Il est fort possible que le sénateur vendéen de 60 ans, Bruno Retaillau, s’allie au général Pierre de Villiers, voire à Xavier Bertrand. Ils étaient tous unis par leur opposition cordiale à Sarkozy. Le verdict pourrait donc même marquer un tournant pour la France : la fin des éternelles batailles de chefferies en politique. À moins, bien sûr, que la justice de gauche ne retrouve ce qu’elle cherche dans ses opérations d’écoutes et ne fasse ainsi éclater les alliances. Elle préfèrerait certainement un Macron semi-gauchiste à un Retaillau droitier, qui d’ailleurs, comme Marine Le Pen, dissoudrait rapidement le tribunal de gauche d’un trait de plume.

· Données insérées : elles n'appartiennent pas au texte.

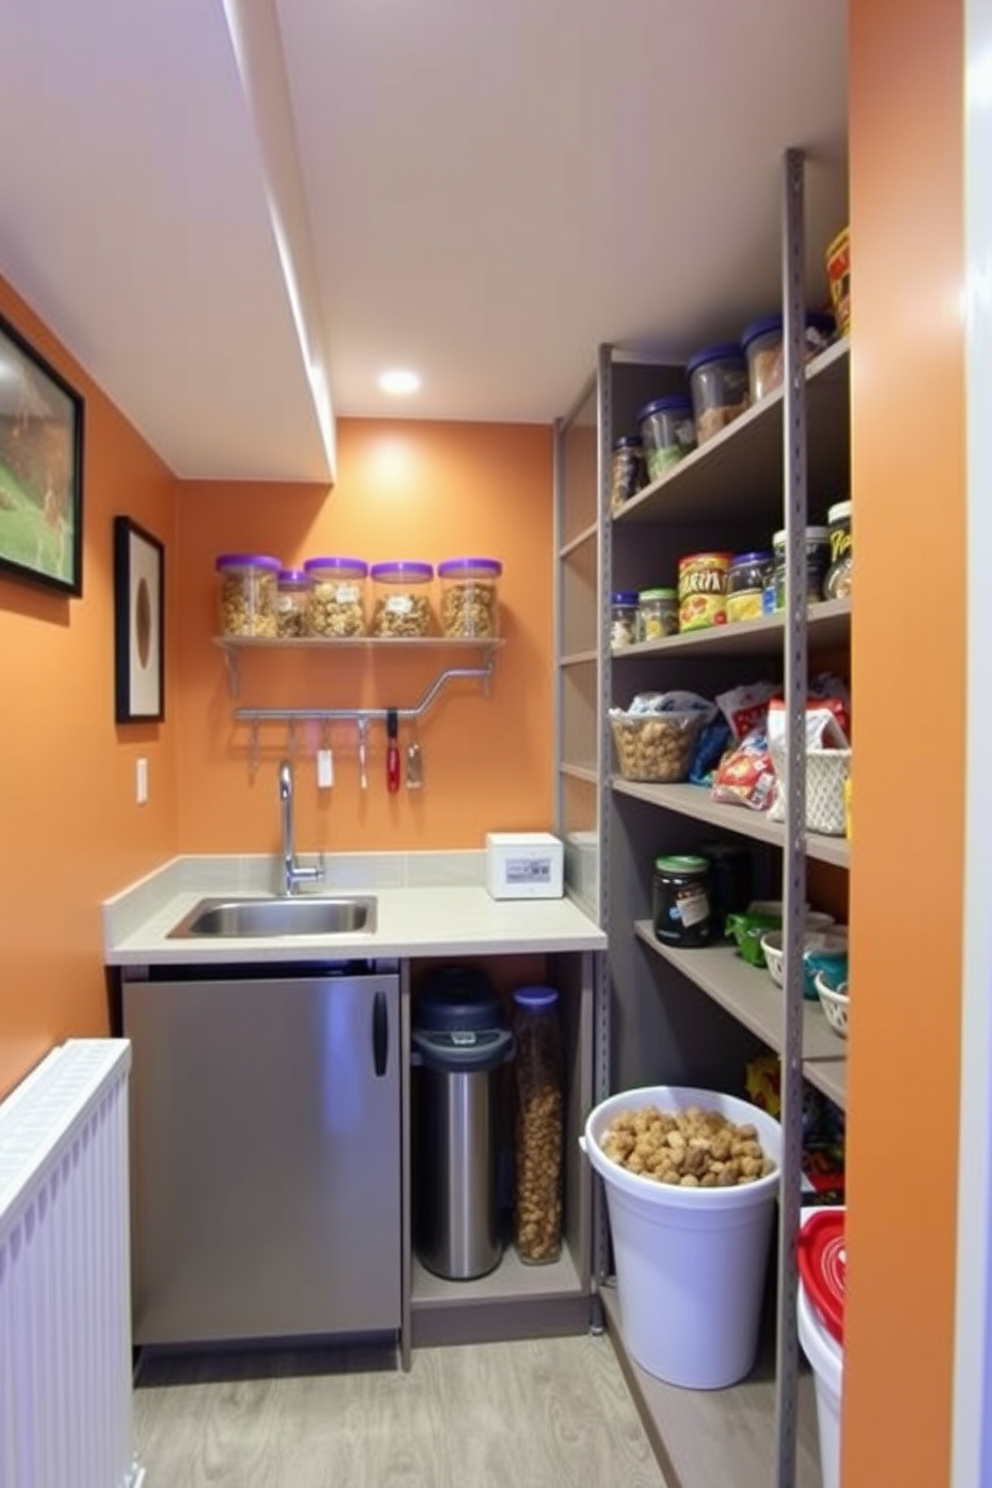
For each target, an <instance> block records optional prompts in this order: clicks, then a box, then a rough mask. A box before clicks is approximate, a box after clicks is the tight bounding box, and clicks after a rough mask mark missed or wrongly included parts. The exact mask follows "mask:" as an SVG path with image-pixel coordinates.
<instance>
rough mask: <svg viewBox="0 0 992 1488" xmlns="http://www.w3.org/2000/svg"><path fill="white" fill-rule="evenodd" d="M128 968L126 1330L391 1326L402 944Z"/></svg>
mask: <svg viewBox="0 0 992 1488" xmlns="http://www.w3.org/2000/svg"><path fill="white" fill-rule="evenodd" d="M138 975H140V979H134V973H131V975H129V976H128V975H125V981H123V985H122V1022H123V1033H125V1036H126V1037H128V1039H131V1042H132V1052H134V1068H132V1079H131V1091H132V1097H131V1100H132V1106H131V1147H132V1150H131V1167H132V1217H134V1225H132V1231H134V1235H132V1274H134V1342H135V1344H193V1342H217V1341H226V1339H242V1341H244V1339H277V1338H278V1339H289V1338H300V1336H306V1335H309V1336H327V1335H358V1333H373V1332H387V1330H388V1332H393V1330H399V1327H400V1274H402V1237H400V1183H402V1168H400V1021H399V1000H400V992H399V969H397V963H396V961H376V963H370V961H360V963H354V961H347V963H330V964H323V966H321V967H320V969H314V967H308V966H300V967H296V969H293V970H292V973H290V969H287V967H286V964H274V966H272V967H268V969H266V967H265V966H253V967H250V969H245V970H244V972H239V970H238V969H235V967H231V966H228V967H190V969H189V972H187V975H184V969H183V967H174V966H168V967H149V969H141V973H138Z"/></svg>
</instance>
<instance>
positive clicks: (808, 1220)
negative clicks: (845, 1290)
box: [797, 1210, 848, 1344]
mask: <svg viewBox="0 0 992 1488" xmlns="http://www.w3.org/2000/svg"><path fill="white" fill-rule="evenodd" d="M797 1259H799V1275H800V1280H802V1283H803V1286H805V1289H806V1295H808V1296H809V1301H811V1302H812V1305H814V1308H815V1309H817V1315H818V1317H819V1318H821V1321H822V1324H824V1327H825V1329H827V1332H828V1333H830V1336H831V1338H833V1339H836V1342H837V1344H843V1295H845V1287H846V1272H848V1253H846V1247H845V1240H843V1210H819V1213H817V1214H811V1216H809V1219H808V1220H806V1223H805V1225H803V1228H802V1229H800V1232H799V1256H797Z"/></svg>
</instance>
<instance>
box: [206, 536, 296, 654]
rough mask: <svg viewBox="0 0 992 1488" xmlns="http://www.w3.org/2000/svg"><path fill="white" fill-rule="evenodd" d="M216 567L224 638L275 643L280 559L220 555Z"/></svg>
mask: <svg viewBox="0 0 992 1488" xmlns="http://www.w3.org/2000/svg"><path fill="white" fill-rule="evenodd" d="M214 567H216V568H217V574H219V579H220V586H219V595H217V598H219V623H220V634H222V635H245V637H257V638H266V640H274V638H275V637H277V635H278V609H277V595H278V576H280V570H281V568H283V564H281V562H280V559H278V558H269V557H268V555H266V554H220V555H219V558H217V559H216V564H214Z"/></svg>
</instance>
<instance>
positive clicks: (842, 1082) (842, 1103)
mask: <svg viewBox="0 0 992 1488" xmlns="http://www.w3.org/2000/svg"><path fill="white" fill-rule="evenodd" d="M831 1037H833V1040H834V1043H837V1045H842V1043H843V1040H842V1039H839V1037H837V1034H831ZM803 1074H805V1076H806V1079H808V1080H809V1083H811V1085H815V1086H817V1089H818V1091H822V1094H824V1095H828V1097H830V1100H831V1101H833V1103H834V1106H839V1107H840V1110H846V1109H848V1059H846V1055H843V1054H840V1055H837V1056H836V1058H833V1059H806V1061H805V1062H803Z"/></svg>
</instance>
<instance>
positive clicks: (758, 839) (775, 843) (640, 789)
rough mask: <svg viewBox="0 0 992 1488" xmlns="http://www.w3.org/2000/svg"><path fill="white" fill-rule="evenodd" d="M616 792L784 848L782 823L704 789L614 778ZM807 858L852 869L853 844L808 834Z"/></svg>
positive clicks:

Le ministre de la justice annonce une réforme

Cependant, les reconstitutions juridiques et les enquêtes contre Sarkozy ont une fois de plus gravement ébranlé la confiance du peuple dans le troisième pouvoir et son indépendance. Ce n’était pas très fort de toute façon. Des jugements comme celui contre Sarkozy “approfondissent la méfiance”, comme l’admet même le ministre de la justice dans une interview au Point, et annonce également une grande réforme de la justice. Il souhaite présenter le projet de loi à la mi-avril. Il doit y avoir des règles également pour les pouvoirs indépendants des États. Oui, dit le ministre de la Justice Eric Dupond-Moretti, “plus une institution insiste sur son indépendance, plus elle doit respecter strictement les règles.”

La réforme prévoit des changements complets, mais pas la suppression du Tribunal financier. C’est précisément ce qu’il faudrait faire et cela donnera encore lieu à de vives controverses.